Subject: [PATCH v2 4/4] x86/fpu/64: Don't FNINIT in kernel_fpu_begin()

The remaining callers of kernel_fpu_begin() in 64-bit kernels don't use 387
instructions, so there's no need to sanitize the FPU state. Skip it to get
most of the performance we lost back.

Reported-by: Krzysztof Olędzki <[email protected]>
Signed-off-by: Andy Lutomirski <[email protected]>
---
arch/x86/include/asm/fpu/api.h | 12 ++++++++++++
1 file changed, 12 insertions(+)

diff --git a/arch/x86/include/asm/fpu/api.h b/arch/x86/include/asm/fpu/api.h
index 38f4936045ab..435bc59d539b 100644
--- a/arch/x86/include/asm/fpu/api.h
+++ b/arch/x86/include/asm/fpu/api.h
@@ -32,7 +32,19 @@ extern void fpregs_mark_activate(void);
/* Code that is unaware of kernel_fpu_begin_mask() can use this */
static inline void kernel_fpu_begin(void)
{
+#ifdef CONFIG_X86_64
+ /*
+ * Any 64-bit code that uses 387 instructions must explicitly request
+ * KFPU_387.
+ */
+ kernel_fpu_begin_mask(KFPU_MXCSR);
+#else
+ /*
+ * 32-bit kernel code may use 387 operations as well as SSE2, etc,
+ * as long as it checks that the CPU has the required capability.
+ */
kernel_fpu_begin_mask(KFPU_387 | KFPU_MXCSR);
+#endif
}

/*
--
2.29.2

2021-01-20 08:00:00

by Krzysztof Olędzki

[permalink] [raw]

Subject: Re: [PATCH v2 0/4] x86/fpu: Reduce unnecessary FNINIT and MXCSR usage

On 2021-01-19 at 09:38, Andy Lutomirski wrote:
> This series fixes two regressions: a boot failure on AMD K7 and a
> performance regression on everything.
>
> I did a double-take here -- the regressions were reported by different
> people, both named Krzysztof :)
>
> Changes from v1:
> - Fix MMX better -- MMX really does need FNINIT.
> - Improve the EFI code.
> - Rename the KFPU constants.
> - Changelog improvements.
>
> Andy Lutomirski (4):
> x86/fpu: Add kernel_fpu_begin_mask() to selectively initialize state
> x86/mmx: Use KFPU_387 for MMX string operations
> x86/fpu: Make the EFI FPU calling convention explicit
> x86/fpu/64: Don't FNINIT in kernel_fpu_begin()

Hi Andy.

I have quickly tested the new version on E3-1280 V2.

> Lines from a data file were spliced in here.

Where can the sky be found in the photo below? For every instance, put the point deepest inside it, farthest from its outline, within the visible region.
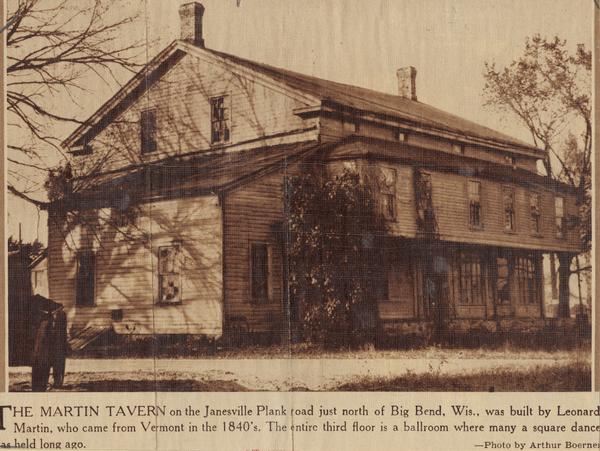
(363, 43)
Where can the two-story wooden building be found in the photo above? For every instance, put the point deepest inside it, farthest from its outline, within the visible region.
(174, 225)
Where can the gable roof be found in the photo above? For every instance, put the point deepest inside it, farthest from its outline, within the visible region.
(379, 102)
(207, 173)
(353, 97)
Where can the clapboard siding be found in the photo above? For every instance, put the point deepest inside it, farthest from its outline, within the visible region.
(126, 267)
(252, 214)
(181, 99)
(451, 205)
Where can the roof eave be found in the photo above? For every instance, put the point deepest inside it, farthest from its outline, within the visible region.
(328, 106)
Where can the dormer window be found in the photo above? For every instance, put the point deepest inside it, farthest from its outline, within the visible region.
(148, 131)
(219, 119)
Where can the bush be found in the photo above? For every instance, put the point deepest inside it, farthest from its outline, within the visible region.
(337, 241)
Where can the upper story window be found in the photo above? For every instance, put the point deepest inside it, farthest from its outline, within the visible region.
(426, 221)
(259, 269)
(169, 275)
(503, 276)
(387, 187)
(536, 213)
(508, 201)
(458, 148)
(475, 203)
(148, 131)
(527, 281)
(559, 212)
(219, 119)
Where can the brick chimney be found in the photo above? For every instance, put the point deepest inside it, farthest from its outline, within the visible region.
(407, 82)
(190, 15)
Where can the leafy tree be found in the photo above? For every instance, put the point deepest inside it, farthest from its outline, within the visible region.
(336, 255)
(548, 88)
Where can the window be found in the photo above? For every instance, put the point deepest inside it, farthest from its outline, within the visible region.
(471, 289)
(148, 131)
(86, 278)
(526, 280)
(559, 212)
(387, 187)
(536, 216)
(475, 203)
(381, 287)
(169, 275)
(458, 148)
(503, 280)
(508, 201)
(219, 118)
(259, 261)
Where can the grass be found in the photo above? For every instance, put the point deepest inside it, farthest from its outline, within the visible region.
(191, 347)
(575, 376)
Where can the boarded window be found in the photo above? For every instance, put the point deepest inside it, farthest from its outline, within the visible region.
(503, 280)
(426, 221)
(259, 260)
(508, 201)
(381, 288)
(528, 288)
(86, 278)
(559, 211)
(536, 213)
(387, 187)
(148, 131)
(219, 119)
(475, 203)
(169, 275)
(471, 287)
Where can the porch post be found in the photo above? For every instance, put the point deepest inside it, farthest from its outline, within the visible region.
(564, 271)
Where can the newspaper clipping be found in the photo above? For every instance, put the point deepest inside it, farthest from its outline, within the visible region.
(280, 225)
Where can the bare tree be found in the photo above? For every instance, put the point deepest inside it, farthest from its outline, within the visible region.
(548, 88)
(55, 50)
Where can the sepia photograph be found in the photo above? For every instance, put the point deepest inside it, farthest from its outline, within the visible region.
(245, 195)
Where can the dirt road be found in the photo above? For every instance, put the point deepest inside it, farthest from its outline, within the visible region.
(261, 374)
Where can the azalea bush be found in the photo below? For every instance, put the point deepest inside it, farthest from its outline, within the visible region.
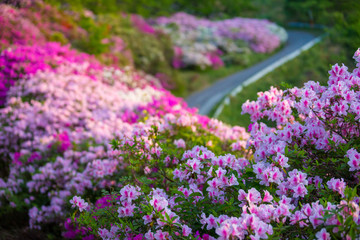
(296, 180)
(115, 39)
(202, 42)
(60, 110)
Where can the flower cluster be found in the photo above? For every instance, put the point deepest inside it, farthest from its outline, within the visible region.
(201, 42)
(297, 180)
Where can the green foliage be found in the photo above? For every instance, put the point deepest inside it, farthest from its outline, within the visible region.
(310, 65)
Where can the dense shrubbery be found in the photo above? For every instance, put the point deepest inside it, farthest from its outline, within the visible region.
(137, 163)
(60, 111)
(201, 42)
(300, 180)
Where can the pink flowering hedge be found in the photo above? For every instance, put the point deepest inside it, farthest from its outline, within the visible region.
(296, 181)
(115, 39)
(61, 109)
(202, 42)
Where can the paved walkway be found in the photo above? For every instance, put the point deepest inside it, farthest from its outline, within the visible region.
(205, 100)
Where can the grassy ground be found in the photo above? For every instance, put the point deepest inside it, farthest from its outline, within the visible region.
(313, 64)
(196, 80)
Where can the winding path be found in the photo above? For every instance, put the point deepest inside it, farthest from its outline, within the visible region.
(206, 99)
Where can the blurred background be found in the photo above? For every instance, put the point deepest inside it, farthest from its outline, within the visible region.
(149, 35)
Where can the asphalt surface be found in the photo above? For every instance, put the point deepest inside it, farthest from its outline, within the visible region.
(206, 99)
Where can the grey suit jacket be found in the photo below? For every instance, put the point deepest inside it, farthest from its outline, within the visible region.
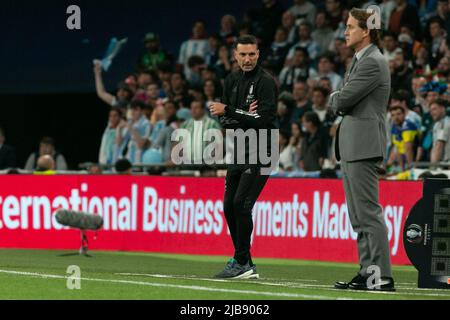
(363, 102)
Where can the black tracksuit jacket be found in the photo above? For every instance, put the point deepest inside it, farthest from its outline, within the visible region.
(240, 90)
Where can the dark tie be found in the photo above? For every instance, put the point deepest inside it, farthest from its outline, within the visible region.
(350, 69)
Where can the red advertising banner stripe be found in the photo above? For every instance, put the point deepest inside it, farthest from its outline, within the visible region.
(293, 218)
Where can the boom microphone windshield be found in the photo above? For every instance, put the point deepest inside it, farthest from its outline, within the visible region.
(80, 220)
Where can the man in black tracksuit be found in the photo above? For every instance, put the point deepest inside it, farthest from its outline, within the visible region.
(248, 103)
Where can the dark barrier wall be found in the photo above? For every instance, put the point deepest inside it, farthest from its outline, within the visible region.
(76, 121)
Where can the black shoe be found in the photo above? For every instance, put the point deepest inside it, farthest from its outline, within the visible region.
(384, 284)
(236, 271)
(357, 280)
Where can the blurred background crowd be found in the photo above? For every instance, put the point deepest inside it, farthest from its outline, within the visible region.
(302, 45)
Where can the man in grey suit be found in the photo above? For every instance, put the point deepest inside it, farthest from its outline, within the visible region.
(361, 147)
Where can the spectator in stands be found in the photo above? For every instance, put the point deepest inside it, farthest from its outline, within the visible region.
(408, 42)
(302, 103)
(286, 162)
(109, 150)
(390, 46)
(401, 98)
(135, 133)
(123, 94)
(404, 135)
(228, 29)
(319, 106)
(273, 57)
(212, 55)
(296, 143)
(46, 147)
(163, 143)
(268, 18)
(299, 70)
(402, 76)
(334, 12)
(158, 121)
(212, 91)
(325, 69)
(339, 33)
(404, 14)
(303, 10)
(305, 41)
(223, 64)
(323, 35)
(197, 45)
(314, 146)
(288, 23)
(197, 126)
(154, 54)
(178, 90)
(7, 153)
(437, 39)
(441, 132)
(286, 104)
(442, 12)
(386, 8)
(123, 166)
(45, 165)
(195, 64)
(153, 93)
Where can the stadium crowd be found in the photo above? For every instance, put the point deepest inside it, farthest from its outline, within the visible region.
(303, 47)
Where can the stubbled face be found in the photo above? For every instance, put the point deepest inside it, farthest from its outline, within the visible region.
(246, 56)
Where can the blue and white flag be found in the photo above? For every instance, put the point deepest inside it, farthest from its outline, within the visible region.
(113, 49)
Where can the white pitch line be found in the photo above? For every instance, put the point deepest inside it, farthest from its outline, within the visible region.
(165, 285)
(292, 285)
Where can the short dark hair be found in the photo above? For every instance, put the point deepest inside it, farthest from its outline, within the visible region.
(362, 17)
(48, 140)
(311, 116)
(122, 165)
(246, 39)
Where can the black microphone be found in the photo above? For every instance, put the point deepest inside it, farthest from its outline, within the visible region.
(78, 219)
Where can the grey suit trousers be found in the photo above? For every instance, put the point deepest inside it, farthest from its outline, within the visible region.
(366, 215)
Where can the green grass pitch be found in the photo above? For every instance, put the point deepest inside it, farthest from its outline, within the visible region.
(42, 274)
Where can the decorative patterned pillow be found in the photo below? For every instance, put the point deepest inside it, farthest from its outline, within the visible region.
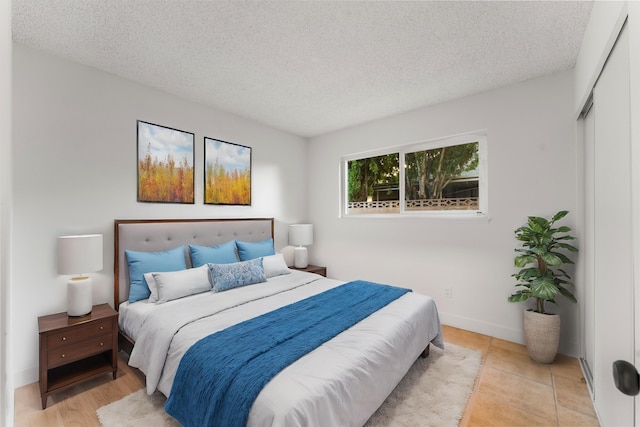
(140, 263)
(252, 250)
(220, 254)
(228, 276)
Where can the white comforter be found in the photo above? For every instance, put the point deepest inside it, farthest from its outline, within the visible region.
(341, 383)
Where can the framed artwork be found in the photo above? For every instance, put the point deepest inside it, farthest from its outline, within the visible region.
(165, 164)
(227, 173)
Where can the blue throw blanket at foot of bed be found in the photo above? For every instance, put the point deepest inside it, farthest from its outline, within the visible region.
(221, 375)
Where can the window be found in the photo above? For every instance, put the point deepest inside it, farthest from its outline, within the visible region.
(442, 177)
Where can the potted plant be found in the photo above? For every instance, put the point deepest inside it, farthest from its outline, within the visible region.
(541, 277)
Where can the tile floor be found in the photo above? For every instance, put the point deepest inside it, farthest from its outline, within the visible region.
(512, 390)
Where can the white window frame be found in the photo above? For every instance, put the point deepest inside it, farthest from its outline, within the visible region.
(483, 209)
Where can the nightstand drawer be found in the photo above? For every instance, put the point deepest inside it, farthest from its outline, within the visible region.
(71, 353)
(79, 333)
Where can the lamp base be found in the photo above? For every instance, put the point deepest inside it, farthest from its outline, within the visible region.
(301, 257)
(79, 296)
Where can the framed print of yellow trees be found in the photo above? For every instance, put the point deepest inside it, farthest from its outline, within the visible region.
(227, 176)
(165, 164)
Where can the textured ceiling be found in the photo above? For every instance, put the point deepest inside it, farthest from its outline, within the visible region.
(310, 67)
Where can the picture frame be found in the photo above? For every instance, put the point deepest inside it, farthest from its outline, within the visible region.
(227, 173)
(165, 164)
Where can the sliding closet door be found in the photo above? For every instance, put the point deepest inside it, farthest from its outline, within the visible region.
(612, 221)
(588, 248)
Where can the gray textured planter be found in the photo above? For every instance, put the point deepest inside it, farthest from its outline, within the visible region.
(542, 335)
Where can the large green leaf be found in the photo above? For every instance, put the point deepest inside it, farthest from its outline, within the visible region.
(566, 246)
(539, 257)
(521, 261)
(544, 288)
(551, 258)
(519, 296)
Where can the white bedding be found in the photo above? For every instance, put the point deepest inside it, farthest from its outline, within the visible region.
(341, 383)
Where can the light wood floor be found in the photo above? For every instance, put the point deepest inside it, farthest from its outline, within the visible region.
(511, 390)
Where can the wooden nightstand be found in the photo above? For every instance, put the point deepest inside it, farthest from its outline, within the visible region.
(314, 269)
(76, 349)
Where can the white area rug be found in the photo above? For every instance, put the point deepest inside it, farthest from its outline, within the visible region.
(434, 392)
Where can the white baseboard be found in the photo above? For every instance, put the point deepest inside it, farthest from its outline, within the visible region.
(25, 377)
(567, 347)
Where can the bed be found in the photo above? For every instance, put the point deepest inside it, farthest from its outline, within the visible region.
(340, 383)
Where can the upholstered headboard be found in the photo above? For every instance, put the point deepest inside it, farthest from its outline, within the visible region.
(163, 234)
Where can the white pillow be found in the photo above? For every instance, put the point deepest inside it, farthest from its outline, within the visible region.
(177, 284)
(274, 265)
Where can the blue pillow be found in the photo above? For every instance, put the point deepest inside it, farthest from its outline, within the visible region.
(252, 250)
(228, 276)
(221, 254)
(146, 262)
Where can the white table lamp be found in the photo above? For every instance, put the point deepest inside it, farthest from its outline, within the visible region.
(79, 255)
(301, 235)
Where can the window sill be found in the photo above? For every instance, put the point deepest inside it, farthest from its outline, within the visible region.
(423, 216)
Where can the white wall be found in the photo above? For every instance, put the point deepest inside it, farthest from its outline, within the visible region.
(6, 388)
(74, 161)
(532, 171)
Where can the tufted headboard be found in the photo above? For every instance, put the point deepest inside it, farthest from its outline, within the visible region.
(152, 235)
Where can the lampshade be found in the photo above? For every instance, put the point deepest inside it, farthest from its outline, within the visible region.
(301, 234)
(79, 254)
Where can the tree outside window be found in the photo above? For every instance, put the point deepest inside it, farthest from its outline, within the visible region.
(424, 177)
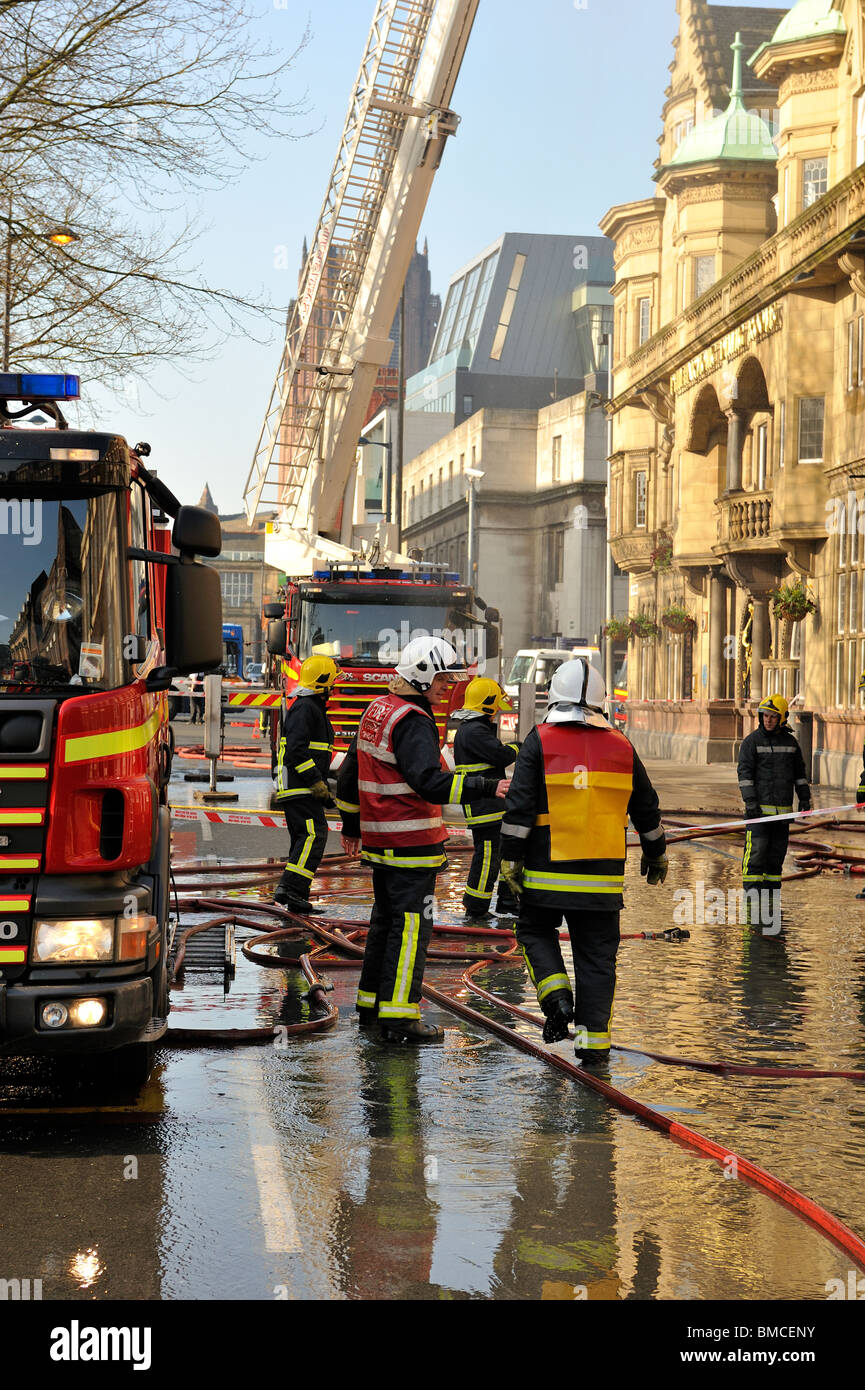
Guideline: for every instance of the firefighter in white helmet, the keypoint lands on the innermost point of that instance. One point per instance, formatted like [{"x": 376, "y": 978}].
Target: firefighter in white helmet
[
  {"x": 575, "y": 784},
  {"x": 771, "y": 769},
  {"x": 390, "y": 790},
  {"x": 477, "y": 748}
]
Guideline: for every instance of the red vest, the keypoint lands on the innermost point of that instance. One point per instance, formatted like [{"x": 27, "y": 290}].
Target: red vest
[{"x": 391, "y": 813}]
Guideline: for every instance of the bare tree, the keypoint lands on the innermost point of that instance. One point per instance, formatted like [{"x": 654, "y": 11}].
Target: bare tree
[{"x": 111, "y": 114}]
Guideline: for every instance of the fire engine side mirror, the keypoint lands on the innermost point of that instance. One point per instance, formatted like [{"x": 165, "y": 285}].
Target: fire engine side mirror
[
  {"x": 277, "y": 637},
  {"x": 196, "y": 531},
  {"x": 193, "y": 617}
]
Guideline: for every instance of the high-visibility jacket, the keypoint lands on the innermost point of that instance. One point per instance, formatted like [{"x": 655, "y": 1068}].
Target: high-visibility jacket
[
  {"x": 477, "y": 748},
  {"x": 771, "y": 767},
  {"x": 306, "y": 747},
  {"x": 391, "y": 784},
  {"x": 573, "y": 790}
]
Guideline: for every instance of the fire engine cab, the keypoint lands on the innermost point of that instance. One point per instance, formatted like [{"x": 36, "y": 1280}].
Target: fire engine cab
[{"x": 100, "y": 608}]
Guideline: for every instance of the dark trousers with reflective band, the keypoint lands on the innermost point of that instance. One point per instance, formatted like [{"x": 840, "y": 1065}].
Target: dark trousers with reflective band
[
  {"x": 401, "y": 926},
  {"x": 308, "y": 829},
  {"x": 484, "y": 866},
  {"x": 765, "y": 851},
  {"x": 594, "y": 943}
]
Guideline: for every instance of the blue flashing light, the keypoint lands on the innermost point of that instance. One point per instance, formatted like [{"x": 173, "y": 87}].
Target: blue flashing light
[{"x": 27, "y": 385}]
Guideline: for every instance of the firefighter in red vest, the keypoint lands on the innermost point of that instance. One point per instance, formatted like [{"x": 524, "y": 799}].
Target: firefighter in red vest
[
  {"x": 390, "y": 790},
  {"x": 575, "y": 784}
]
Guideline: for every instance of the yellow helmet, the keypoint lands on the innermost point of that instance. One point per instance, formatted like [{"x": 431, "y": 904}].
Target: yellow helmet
[
  {"x": 773, "y": 705},
  {"x": 486, "y": 695},
  {"x": 319, "y": 674}
]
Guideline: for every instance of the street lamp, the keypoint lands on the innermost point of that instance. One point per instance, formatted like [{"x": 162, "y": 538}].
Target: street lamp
[
  {"x": 380, "y": 444},
  {"x": 473, "y": 474},
  {"x": 59, "y": 236}
]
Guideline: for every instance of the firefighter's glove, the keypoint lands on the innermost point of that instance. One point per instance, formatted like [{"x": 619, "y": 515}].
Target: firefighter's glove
[
  {"x": 512, "y": 873},
  {"x": 654, "y": 870}
]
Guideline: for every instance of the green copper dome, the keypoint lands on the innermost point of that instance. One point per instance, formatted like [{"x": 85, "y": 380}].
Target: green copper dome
[
  {"x": 736, "y": 134},
  {"x": 807, "y": 20}
]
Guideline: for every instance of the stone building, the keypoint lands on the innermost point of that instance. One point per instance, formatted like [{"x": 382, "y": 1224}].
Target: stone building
[
  {"x": 538, "y": 540},
  {"x": 739, "y": 385},
  {"x": 246, "y": 581}
]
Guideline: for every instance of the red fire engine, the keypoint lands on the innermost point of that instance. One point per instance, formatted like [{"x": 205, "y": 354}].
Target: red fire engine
[
  {"x": 363, "y": 616},
  {"x": 104, "y": 608}
]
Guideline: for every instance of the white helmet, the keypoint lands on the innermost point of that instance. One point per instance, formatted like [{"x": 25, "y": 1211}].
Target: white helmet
[
  {"x": 575, "y": 687},
  {"x": 426, "y": 658}
]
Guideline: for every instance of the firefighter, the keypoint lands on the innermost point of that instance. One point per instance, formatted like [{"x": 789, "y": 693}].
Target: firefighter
[
  {"x": 861, "y": 787},
  {"x": 303, "y": 759},
  {"x": 390, "y": 790},
  {"x": 477, "y": 748},
  {"x": 575, "y": 784},
  {"x": 771, "y": 766}
]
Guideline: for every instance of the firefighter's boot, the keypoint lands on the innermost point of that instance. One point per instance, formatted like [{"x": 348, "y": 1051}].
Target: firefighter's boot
[
  {"x": 288, "y": 897},
  {"x": 559, "y": 1012}
]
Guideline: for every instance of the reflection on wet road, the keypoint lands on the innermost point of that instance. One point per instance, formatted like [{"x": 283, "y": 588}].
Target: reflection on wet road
[{"x": 333, "y": 1166}]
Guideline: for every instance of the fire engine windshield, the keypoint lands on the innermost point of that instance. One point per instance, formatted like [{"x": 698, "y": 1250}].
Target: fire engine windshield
[
  {"x": 373, "y": 634},
  {"x": 61, "y": 591}
]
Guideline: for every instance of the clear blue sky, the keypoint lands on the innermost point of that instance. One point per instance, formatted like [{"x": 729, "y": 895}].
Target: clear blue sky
[{"x": 561, "y": 110}]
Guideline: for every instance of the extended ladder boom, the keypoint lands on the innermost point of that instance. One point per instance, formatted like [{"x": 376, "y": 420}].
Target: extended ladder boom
[{"x": 338, "y": 332}]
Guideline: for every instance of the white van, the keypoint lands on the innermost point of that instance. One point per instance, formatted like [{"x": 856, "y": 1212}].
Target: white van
[{"x": 537, "y": 666}]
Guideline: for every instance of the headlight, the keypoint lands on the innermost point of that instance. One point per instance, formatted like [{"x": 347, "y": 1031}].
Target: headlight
[{"x": 74, "y": 941}]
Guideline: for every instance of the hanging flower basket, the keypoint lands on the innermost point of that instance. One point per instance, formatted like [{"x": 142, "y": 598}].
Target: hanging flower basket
[
  {"x": 644, "y": 627},
  {"x": 677, "y": 619},
  {"x": 791, "y": 602}
]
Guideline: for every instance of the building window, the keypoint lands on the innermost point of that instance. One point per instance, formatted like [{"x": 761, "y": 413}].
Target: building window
[
  {"x": 811, "y": 430},
  {"x": 855, "y": 332},
  {"x": 513, "y": 284},
  {"x": 815, "y": 180},
  {"x": 554, "y": 567},
  {"x": 762, "y": 456},
  {"x": 640, "y": 492},
  {"x": 237, "y": 587},
  {"x": 704, "y": 274},
  {"x": 644, "y": 307}
]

* 5.10.9 + 7ad816762f9bf89e940e618ea40c43138b479e10 reverted (aka unfixed)
xor: measuring software checksum speed
avx : 38616 MB/sec
prefetch64-sse : 25797 MB/sec
generic_sse : 23147 MB/sec
xor: using function: avx (38616 MB/sec)

* 5.10.9 (the original)
xor: measuring software checksum speed
avx : 23318 MB/sec
prefetch64-sse : 22562 MB/sec
generic_sse : 20431 MB/sec
xor: using function: avx (23318 MB/sec)

* 5.10.9 + "Reduce unnecessary FNINIT and MXCSR usage" v2
xor: measuring software checksum speed
avx : 26451 MB/sec
prefetch64-sse : 25777 MB/sec
generic_sse : 23178 MB/sec
xor: using function: avx (26451 MB/sec)

Overall, kernel xor benchmark reports better performance on 5.10.9 than
on 5.4.90 (see my prev e-mail), but the general trend is the same.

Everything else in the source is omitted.